If you have ties to the real estate business, you know the three most important factors that determine the value of an asset: Location, location, and location. In a similar way, the value of proper location metadata for OTbase, and more generally for the value you'll get out of your OT asset inventory, cannot be overstated.
Getting the location namespace right is by far the biggest issue novice OTbase users struggle with. Therefore, study this section in detail and plan for ample time to get your location hierarchy straight.
Have a solid foundational location hierarchy in place before you import asset data from OTbase Discovery. Do not skip this step and "worry about location later", it will only waste time. If you do want to import discovery data prematurely, be prepared to start over from scratch once you have your location metadata nailed down.
What is location in OTbase, anyway?
In OTbase, location always refers to geolocation. Something you can pinpoint on a map, or floor plan. Something that has GPS coordinates. Examples of locations are:
- North America
- Denver, Colorado
- Building A
- 2nd floor
- Room 122
- Cabinet A553
The following are not examples of locations:
- HMI network
- Water purification
- Legacy OT
- ACME Inc. (subsidiary)
They are functional or organizational entities that you should try to avoid in your location namespace. Don't worry, you can still stick those items to your assets, because OTbase provides multiple metadata dimensions.
OTbase lets you express location as a hierarchy. This is extremely useful because it allows for granularity when it comes to filtering asset data, and to access rights. As an example, you'll be able to see all devices in North America, or only the devices in a specific site in North America. The depth of your hierarchy is completely up to you. Therefore, if you wanted to go four or five levels deep, let's say down to cabinets or even racks, that's totally fine.
You build out your location hierarchy by going to INVENTORY then selecting LOCATIONS.
Click on Add to add a location. The Add Location modal window will appear which you can then fill out to create a new location.
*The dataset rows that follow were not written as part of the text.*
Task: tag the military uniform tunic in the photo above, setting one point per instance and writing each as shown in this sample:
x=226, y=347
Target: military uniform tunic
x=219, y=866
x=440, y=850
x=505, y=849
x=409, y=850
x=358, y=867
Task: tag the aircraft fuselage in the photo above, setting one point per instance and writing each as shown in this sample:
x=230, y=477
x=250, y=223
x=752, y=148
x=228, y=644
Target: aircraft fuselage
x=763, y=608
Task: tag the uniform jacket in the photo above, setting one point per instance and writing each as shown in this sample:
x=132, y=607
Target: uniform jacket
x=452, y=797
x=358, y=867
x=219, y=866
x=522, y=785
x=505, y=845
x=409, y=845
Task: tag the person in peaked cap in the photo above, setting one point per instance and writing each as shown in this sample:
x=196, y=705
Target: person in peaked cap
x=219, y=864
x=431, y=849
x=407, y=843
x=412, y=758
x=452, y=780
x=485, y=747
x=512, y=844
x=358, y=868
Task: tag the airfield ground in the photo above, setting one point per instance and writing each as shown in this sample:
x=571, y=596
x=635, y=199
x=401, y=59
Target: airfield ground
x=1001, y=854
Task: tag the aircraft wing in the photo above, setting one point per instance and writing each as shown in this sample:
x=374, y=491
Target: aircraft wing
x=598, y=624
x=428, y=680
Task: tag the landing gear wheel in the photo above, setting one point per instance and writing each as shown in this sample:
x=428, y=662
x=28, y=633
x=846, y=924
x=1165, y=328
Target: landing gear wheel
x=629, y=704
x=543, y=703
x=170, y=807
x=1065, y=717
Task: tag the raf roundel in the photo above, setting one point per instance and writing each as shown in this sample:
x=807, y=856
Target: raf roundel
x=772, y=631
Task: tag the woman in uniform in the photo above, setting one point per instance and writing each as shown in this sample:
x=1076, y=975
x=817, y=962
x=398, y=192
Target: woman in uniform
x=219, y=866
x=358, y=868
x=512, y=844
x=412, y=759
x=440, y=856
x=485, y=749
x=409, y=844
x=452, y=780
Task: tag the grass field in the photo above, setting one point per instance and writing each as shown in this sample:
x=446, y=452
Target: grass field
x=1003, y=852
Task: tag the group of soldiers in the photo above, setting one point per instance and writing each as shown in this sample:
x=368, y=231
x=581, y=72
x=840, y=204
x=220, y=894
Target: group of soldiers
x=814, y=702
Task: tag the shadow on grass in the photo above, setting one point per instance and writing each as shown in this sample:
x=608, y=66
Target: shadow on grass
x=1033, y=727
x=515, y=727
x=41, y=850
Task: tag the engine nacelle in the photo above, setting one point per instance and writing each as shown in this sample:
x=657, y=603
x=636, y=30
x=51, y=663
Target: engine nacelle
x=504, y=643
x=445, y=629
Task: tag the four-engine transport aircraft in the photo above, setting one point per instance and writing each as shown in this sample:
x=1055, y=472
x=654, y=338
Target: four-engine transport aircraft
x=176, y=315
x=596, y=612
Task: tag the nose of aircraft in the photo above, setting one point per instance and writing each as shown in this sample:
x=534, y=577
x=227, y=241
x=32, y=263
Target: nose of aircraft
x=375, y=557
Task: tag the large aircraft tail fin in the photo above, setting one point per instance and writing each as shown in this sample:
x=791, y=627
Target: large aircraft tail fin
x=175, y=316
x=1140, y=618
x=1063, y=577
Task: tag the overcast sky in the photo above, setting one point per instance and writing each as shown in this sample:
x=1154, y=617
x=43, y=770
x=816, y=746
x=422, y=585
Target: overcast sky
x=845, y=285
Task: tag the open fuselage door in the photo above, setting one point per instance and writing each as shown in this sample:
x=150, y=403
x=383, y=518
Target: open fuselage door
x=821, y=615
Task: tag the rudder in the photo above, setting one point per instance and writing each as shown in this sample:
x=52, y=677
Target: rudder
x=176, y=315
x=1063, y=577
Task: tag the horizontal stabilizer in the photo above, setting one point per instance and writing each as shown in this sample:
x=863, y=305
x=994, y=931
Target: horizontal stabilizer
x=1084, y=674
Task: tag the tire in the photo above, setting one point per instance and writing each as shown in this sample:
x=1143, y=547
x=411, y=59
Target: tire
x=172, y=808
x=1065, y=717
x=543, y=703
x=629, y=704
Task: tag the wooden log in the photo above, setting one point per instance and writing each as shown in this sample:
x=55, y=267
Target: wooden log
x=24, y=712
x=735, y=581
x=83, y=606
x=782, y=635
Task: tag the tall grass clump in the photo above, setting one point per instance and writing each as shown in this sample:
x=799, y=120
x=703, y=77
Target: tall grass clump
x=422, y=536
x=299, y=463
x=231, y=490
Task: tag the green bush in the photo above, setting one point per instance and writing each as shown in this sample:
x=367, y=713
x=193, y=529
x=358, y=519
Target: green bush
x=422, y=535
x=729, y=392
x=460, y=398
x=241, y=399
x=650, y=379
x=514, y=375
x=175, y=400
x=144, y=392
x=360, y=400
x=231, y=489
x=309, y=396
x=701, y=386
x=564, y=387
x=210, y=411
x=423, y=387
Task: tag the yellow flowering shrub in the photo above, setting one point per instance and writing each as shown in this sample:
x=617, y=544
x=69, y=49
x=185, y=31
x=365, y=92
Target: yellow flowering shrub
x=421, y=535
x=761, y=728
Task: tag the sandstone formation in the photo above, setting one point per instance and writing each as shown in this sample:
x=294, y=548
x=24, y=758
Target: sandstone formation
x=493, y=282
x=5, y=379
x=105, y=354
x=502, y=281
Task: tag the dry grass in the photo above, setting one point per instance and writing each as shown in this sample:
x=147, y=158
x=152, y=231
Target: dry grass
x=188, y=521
For the time being, ignore the ID field.
The new location will appear depending on your starting point. In our example, Miami will be inserted below "USA", as a sublocation. If we wanted to further subdivide the Miami site, we would select the new Miami location and then click on Add.
If you want to move sublocations, for example because you made an error on input, select the sublocation in question and click Edit. In the edit pane, open the path drop-down and choose the location below which you want to insert this location. Then click Save.
You will most likely want to highlight your different sites. This is what the Reference Location attribute is for. Simply select on a location that you want to designate as a reference location, click Edit and set the Reference Location attribute. Thereafter, your location will appear in boldface and will have a Home icon in front of it. In Product Profiles, CVE Profiles etc., assets are grouped by Reference Locations, so it is important to make assignments properly.
Using a hybrid location hierarchy
This article emphasized the benefits of using a location namespace that's purely based on geolocation. It will give you the most flexibility and granularity. Don't worry about other important metadata such as network association, organizational aspects etc. -- all of these can be expressed perfectly fine by using additional metadata dimensions that are covered in the next article in this section.
There is, however, one scenario where you may consider deviating from a pure geolocation namespace: If your organization has been using a hybrid namespace for years, and pretty much everybody is used to it. In that scenario, it might be better to just stick with the tradition rather than enforcing a new system on your coworkers (hint: they will hate you for it).
Whatever system you end up with, make sure that you have buy-in from major stakeholders, usually including multiple departments, before actually coding a location namespace and running with it.